Measuring complacency

So, has market complacency reached a peak? It certainly appears so. There are many avenues and metrics used to measure complacency across markets; however, two of the most common and widely cited are VIX (CBOE Volatility Index) and the S&P P/E (price-to-earnings ratio).

The VIX measures the market’s expectation of 30-day volatility across a wide range of S&P 500 options. The S&P P/E, on the other hand, equates the price of the S&P to per-share earnings for the underlying companies. In periods of low risk aversion, VIX becomes subdued and the S&P P/E valuation typically moves higher. As a result, both can be used to assess the level of sentiment existing over time.

In concert, they can be very useful, especially when combined into a ratio. The chart below shows the ratio of the S&P P/E divided by VIX going back to 1990, where periods close to 0.50 exhibit extreme pessimism and elevated risk aversion (i.e., low P/E and high VIX). For instance, March 2009 witnessed a low level of 15.17 on the Shiller cyclically adjusted S&P P/E and a high level of 45 on the VIX. Currently, these two have significantly reversed, with a very high value of 29.19 for the S&P P/E and a very low level of 13.14 for the VIX. From cheap and nervous, markets have moved to expensive and complacent. 

Ratio S&P P/E over VIX

market complacencySource: Haver/Commonwealth Financial Network

What does this mean?

Does this mean we’re due for an imminent sell-off in equity markets? No, probably not. Instead, it suggests that forward-looking returns in the S&P 500 have a good chance of being less desirable than in the period we just experienced based on the historical relationship, as shown in the next chart.

This chart illustrates what the subsequent three-year returns looked like for certain ranges of the Market Complacency Index at each point in time over the last 20 years. For instance, levels between 0.5 and 1.0 on the index have coincided with returns around 60 percent over the following three years based on median scores. On the other hand, levels above 2.0 have seen negative return scenarios. Currently, we’re at a level of 2.22.

Market Complacency and Returns

market complacency

In light of this, investors should temper forecasts of domestic equity returns over the next three years and consider allocating to relatively attractive areas, such as emerging markets and developed international. These areas still represent attractive growth options, especially with a strong dollar that appears to be weakening as of late after the Trump bump. 

Planning our investments

Brad again. To summarize Pete’s point, when markets are cheap and investors are nervous, you can make a lot of money over the next couple of years. When markets are expensive and investors are fat and happy (like now), you could either make considerably less or even lose money over the next couple of years. 
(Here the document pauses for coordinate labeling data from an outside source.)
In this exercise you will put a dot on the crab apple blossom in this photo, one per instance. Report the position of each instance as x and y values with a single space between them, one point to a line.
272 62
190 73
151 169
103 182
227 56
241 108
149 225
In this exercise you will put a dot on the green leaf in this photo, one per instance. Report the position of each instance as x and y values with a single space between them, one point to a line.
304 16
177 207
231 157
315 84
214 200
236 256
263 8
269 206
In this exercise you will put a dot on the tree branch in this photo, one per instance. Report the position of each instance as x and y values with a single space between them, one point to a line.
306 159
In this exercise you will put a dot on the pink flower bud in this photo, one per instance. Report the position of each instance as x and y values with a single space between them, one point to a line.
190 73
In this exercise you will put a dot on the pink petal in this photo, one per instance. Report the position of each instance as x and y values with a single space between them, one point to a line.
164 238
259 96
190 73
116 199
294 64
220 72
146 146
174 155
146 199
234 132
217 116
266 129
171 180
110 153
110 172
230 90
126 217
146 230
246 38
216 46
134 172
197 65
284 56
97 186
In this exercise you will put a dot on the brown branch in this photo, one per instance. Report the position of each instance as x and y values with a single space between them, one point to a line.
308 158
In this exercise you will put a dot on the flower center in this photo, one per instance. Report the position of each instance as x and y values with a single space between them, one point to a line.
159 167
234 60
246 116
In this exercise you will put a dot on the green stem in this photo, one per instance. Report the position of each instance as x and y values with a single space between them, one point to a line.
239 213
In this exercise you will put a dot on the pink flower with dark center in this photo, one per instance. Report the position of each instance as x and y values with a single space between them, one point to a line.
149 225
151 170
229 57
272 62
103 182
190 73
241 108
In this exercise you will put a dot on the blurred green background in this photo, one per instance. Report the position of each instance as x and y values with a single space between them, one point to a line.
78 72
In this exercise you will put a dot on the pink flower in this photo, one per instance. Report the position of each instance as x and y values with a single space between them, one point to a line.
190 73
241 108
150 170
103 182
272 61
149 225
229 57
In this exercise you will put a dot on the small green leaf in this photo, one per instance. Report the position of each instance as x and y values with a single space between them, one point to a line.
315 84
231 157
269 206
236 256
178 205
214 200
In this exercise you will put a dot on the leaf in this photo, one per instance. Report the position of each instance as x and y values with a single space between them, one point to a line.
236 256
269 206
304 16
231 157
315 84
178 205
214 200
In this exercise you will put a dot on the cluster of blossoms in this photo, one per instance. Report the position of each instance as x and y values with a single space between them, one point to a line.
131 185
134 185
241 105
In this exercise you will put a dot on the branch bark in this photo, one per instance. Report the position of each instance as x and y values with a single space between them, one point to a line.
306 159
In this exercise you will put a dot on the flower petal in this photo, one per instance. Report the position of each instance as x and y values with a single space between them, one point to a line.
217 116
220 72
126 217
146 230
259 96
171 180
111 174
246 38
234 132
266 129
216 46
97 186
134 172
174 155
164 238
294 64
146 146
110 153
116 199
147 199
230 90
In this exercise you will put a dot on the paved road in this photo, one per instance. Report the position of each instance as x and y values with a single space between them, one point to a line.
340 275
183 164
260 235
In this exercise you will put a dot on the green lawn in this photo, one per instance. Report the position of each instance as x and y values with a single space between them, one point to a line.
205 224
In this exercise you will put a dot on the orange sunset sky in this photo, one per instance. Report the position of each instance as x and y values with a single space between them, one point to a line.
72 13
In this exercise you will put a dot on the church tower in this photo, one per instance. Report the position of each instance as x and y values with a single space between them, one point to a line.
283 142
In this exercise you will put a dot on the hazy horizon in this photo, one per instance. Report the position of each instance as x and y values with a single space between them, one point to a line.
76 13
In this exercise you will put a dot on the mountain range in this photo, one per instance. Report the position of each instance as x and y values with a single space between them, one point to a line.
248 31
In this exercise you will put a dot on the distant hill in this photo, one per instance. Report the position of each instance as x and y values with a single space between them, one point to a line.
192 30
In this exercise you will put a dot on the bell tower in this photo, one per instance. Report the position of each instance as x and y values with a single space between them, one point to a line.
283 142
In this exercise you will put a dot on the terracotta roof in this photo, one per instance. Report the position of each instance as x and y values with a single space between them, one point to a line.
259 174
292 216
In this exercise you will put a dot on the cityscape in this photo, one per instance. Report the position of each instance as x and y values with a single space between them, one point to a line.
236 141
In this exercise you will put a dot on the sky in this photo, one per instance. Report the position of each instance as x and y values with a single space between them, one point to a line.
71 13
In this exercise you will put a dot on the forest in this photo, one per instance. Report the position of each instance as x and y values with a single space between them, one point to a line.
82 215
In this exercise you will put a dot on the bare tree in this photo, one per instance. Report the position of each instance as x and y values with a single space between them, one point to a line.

This is something we really need to keep in mind when we plan our investments. One of the biggest questions in planning, though, is why this pattern happens. Most of the time, it is because when markets run up, they do have a tendency to correct.

I will be writing about this tendency, and what it means for our immediate future, next week. In many respects, we are in a very risky place right now. Not immediately, as conditions remain supportive—but we can see the storm clouds gathering. The time frame that Pete points out, over the next couple of years, looks very likely indeed.